But though there may be a trend here, recent payment data from Massachusetts’ disclosure law and aggregators like PharmaShine and ProPublica suggest that hundreds of millions of dollars are still going from industry marketing budgets to physicians’ pockets each year.

The future federal sunshine law, as well as state and other AMC public disclosure regs (which barely got a paragraph here) are key: not only as potential driving factors in the trends that AMN is pointing to, but as sources of data that suggest the drop off of physician-industry coziness may not be quite as simple as the AMN suggests.

The article also gives a lot of space to the voluntary PhRMA conduct code and AMA’s own code, both of which are relatively weak and unenforceable compared to many academic medical center policies, and which were, chronologically, responses to pressure for system reform rather than drivers of such change, as the AMN article implies.

–Kate Petersen, PostScript blogger

If they can do data-mining, they can do this

Friday, November 19th, 2010

Having revealed that more than 250 physicians with serious sanctions against their medical licenses are on the speaking circuit of some of the nation’s top drug companies, ProPublica and a series of news outlets around the country have put the question to the companies: When it comes to speakers bureaus, who’s keeping the gate?

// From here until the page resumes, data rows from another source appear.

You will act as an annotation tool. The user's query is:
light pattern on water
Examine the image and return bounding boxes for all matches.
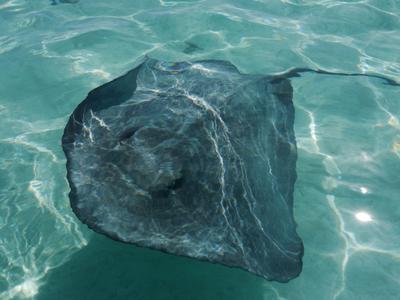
[0,0,400,300]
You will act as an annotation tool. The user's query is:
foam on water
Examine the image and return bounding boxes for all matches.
[0,0,400,300]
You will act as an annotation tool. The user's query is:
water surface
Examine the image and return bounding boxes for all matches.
[0,0,400,300]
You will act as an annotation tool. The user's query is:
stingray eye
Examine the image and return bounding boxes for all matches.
[118,127,138,142]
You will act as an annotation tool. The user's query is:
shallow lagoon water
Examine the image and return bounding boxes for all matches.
[0,0,400,300]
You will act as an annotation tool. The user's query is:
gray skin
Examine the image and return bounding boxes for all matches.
[62,58,303,282]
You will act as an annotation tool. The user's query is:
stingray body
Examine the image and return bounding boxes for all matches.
[62,58,303,282]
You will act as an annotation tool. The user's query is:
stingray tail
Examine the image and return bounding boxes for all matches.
[277,68,400,86]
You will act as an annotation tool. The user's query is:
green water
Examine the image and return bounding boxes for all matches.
[0,0,400,300]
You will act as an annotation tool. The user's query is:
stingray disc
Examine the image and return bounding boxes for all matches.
[62,58,303,282]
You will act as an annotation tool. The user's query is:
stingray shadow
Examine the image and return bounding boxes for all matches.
[37,234,266,300]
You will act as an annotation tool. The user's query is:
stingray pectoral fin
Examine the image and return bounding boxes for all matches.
[62,58,303,282]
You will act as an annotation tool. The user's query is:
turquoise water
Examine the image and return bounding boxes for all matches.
[0,0,400,300]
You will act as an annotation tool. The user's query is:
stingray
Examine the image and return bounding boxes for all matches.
[62,58,396,282]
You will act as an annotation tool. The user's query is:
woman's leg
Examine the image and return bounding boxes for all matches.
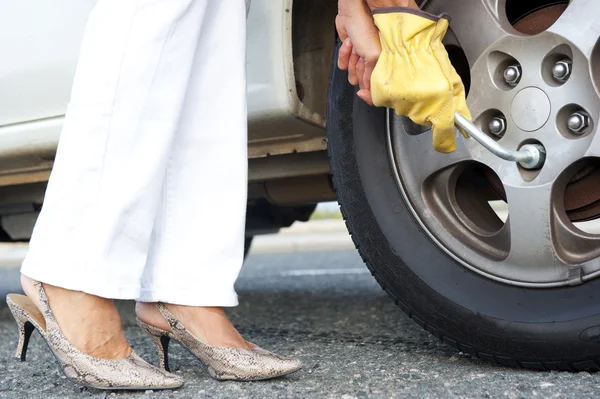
[138,0,248,346]
[22,0,210,357]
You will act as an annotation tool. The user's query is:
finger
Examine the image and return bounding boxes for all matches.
[363,62,377,90]
[338,38,353,71]
[356,89,373,106]
[356,58,365,89]
[348,51,359,86]
[335,15,348,42]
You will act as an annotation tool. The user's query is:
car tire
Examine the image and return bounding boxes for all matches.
[244,236,254,260]
[327,41,600,371]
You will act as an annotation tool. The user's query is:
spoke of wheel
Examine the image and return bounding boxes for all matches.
[505,183,559,272]
[548,0,600,57]
[427,0,518,66]
[388,111,471,195]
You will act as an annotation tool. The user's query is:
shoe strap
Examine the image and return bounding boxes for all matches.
[155,302,187,335]
[33,280,62,334]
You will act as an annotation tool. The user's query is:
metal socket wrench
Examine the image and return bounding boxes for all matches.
[454,112,546,169]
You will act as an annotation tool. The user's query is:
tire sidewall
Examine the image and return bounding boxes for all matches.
[327,42,600,361]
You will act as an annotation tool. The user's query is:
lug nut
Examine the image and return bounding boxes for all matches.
[488,116,506,136]
[504,64,521,87]
[567,111,592,135]
[552,60,573,83]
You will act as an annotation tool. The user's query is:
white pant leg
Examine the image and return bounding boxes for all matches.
[139,0,248,306]
[22,0,213,299]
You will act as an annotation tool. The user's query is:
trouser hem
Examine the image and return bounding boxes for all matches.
[21,265,140,300]
[137,287,239,307]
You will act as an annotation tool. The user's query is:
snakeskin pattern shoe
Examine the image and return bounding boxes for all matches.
[6,282,183,390]
[137,303,302,381]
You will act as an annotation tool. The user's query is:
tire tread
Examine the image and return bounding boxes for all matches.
[327,49,600,371]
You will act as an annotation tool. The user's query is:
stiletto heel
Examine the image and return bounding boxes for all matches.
[6,282,183,390]
[137,303,302,381]
[11,308,35,362]
[137,319,171,371]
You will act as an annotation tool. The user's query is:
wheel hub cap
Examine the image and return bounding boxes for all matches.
[388,0,600,288]
[511,87,551,132]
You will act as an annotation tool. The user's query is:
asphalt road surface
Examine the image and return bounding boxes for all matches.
[0,250,600,399]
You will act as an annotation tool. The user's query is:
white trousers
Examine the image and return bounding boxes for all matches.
[22,0,248,306]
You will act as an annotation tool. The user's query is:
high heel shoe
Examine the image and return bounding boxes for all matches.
[6,282,183,390]
[137,303,302,381]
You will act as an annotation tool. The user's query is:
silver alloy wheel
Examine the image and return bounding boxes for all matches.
[388,0,600,287]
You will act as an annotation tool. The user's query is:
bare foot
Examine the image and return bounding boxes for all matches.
[21,275,132,359]
[135,302,254,348]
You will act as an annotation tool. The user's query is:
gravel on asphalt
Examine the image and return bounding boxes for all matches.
[0,250,600,399]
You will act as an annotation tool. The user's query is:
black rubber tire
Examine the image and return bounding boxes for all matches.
[327,43,600,371]
[244,236,254,260]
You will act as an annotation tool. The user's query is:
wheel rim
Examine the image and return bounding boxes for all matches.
[388,0,600,288]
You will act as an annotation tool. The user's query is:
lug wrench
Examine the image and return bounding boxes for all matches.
[454,112,546,169]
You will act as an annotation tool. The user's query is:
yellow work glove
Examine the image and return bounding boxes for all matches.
[371,7,471,153]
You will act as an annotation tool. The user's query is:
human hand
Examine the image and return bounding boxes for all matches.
[335,0,418,105]
[371,9,471,153]
[335,0,381,105]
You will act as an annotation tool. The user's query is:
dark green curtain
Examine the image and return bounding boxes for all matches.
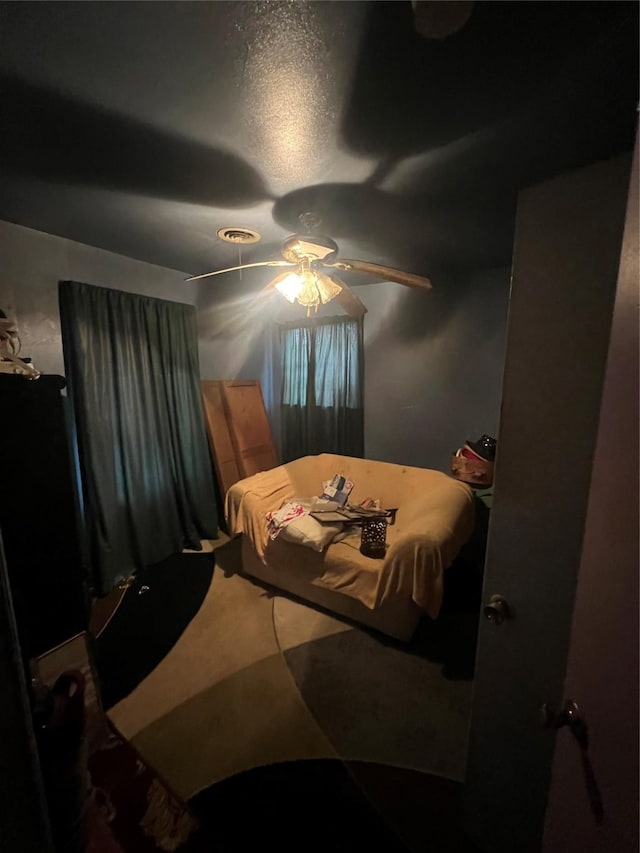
[280,317,364,462]
[59,281,218,595]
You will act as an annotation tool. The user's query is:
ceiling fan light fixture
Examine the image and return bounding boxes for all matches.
[273,267,342,317]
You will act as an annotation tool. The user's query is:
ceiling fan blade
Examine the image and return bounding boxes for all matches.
[251,272,298,303]
[321,260,432,290]
[185,261,297,281]
[327,275,367,317]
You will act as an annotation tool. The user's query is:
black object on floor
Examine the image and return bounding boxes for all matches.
[94,552,215,710]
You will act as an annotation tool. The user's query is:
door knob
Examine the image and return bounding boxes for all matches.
[484,595,511,625]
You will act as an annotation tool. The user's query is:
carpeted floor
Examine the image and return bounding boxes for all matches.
[96,537,477,853]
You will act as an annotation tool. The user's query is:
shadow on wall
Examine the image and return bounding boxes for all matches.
[365,269,510,471]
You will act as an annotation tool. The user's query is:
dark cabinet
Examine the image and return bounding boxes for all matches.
[0,374,90,658]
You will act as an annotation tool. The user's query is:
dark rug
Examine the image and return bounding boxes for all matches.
[93,552,215,710]
[189,759,409,853]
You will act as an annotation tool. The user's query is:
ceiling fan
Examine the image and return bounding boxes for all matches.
[186,213,431,317]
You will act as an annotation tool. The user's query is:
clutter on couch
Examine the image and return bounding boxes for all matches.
[451,434,497,486]
[225,453,475,640]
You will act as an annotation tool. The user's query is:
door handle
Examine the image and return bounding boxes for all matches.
[484,595,511,625]
[542,699,604,823]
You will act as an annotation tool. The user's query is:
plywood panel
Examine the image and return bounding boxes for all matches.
[222,379,278,477]
[202,379,242,496]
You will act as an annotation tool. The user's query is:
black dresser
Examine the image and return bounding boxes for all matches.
[0,374,90,659]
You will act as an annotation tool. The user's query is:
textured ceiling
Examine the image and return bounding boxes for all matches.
[0,0,638,283]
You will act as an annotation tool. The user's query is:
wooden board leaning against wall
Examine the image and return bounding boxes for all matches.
[202,379,279,496]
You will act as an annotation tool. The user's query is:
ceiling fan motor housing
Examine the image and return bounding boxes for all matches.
[282,234,338,264]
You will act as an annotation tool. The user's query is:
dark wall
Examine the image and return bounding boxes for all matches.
[359,269,510,471]
[0,216,510,470]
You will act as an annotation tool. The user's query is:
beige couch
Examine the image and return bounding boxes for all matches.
[225,454,474,640]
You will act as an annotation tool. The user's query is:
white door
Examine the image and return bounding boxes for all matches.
[465,141,637,853]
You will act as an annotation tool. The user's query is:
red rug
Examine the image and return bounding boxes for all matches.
[86,725,212,853]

One company said that they had a previous plan for gatekeeping.  So what happened to it?

These are not nitpicky violations we’re talking about—a CME credit here or there, unpaid dues. One doctor listed in the ProPublica database, Kenneth Fisher, is paid by GlaxoSmithKline and two other companies despite having been on probation for nine years in the state of Arizona for a series of serious misconduct charges, including sexually violating HIV patients.

This is the sort of thing that makes landlords do background checks. And if landlords can do them, why not drug companies spending millions to have certain doctors talk about their finely-tuned brands?

“Let’s be honest, they do a lot of very complicated things very well,” Hastings Center bioethicist Josephine Johnston told ProPublica. “These are the people who have figured out how to get prescription data for individual doctors so they can send drug reps to target particular doctors in particular ways.”

Good point. Data-mining isn’t exactly a simple (or transparent) marketing strategy, but the industry has it down, spending millions each year to buy individual prescriber records and pairing them with prescribers’ names so that they can tell how much Lipitor Dr. Doe is writing, and how many more scrips she’s likely to write (more on data-mining here). But complicated things in service of marketing that works, and complicated things that might make effective marketing harder are two different matters (although one wonders if there aren’t easily 250+ blemish-free docs willing to step in to fill vacancies on the speaking circuit).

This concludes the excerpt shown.